Ce n’est pas déprécier les admirables photographies de Bertrand Carrière que de considérer les textes de Guth Des Prez et de John K. Grande comme leurs dignes compagnons de route. Dans sa recherche des sites marqués durablement par le conflit de 1914-1918, Carrière a trouvé en Des Prez un éclaireur renseigné et d’égale émotion. Quant à Grande, il assume à l’étape de l’éclairage historique un rôle tout aussi déterminant d’enrichissant complice. Le résultat ? Une merveille.
En un sens, les photographies sont laissées à elles-mêmes.

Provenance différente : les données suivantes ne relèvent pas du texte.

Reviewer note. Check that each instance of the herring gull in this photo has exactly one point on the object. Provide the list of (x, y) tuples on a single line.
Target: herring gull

Pas de bas de vignettes. Aucune présence humaine dans les clichés du versant moderne ; à peine quelques silhouettes anonymes dans ceux de la guerre elle-même. Les images montrent tout simplement les traces émouvantes que le passage des ans, à son gré, respecte ou enfouit. Ici, les ornières dont on ne sait si elles trahissent la menace d’un blindé ou la banalité d’un pacifique tracteur. Là, un arbre qui ne dit rien, mais qui se souvient de tout. Grande a donc raison d’imputer à l’appareil photo de Carrière une sensibilité d’ordre archéologique : tout lui est bon, arbre, ruines ou reconstruction, pour recréer et dénoncer l’horreur éternelle de la guerre. Il n’est plus utile, face aux cris silencieux de la nature, de jurer que ce sera « la der de der » ou de s’enquérir du nom du vainqueur : la guerre, à un siècle de distance, n’est toujours et à jamais que crime, haine, inhumanité.
Il est particulièrement frappant que la rencontre de trois convergentes sensibilités doive autant au hasard. Qu’un album contenant des photographies prises pendant la Grande Guerre tombe entre les mains d’un homme capable de l’apprécier, c’était déjà inespéré. Que ce hasard se double d’un contact également inopiné entre un photographe en mal d’informations et un conteur amplement pourvu des connaissances souhaitées, c’était ajouter à l’improbable. Et qu’un spécialiste de l’histoire de l’art aussi renseigné que l’est Grande puisse saisir au vol le mandat de donner son sens éternel au parallèle réussi par Carrière et Des Prez, c’était, une fois encore, parier sur le moins certain. Apprécions à sa valeur une aussi rare conjoncture.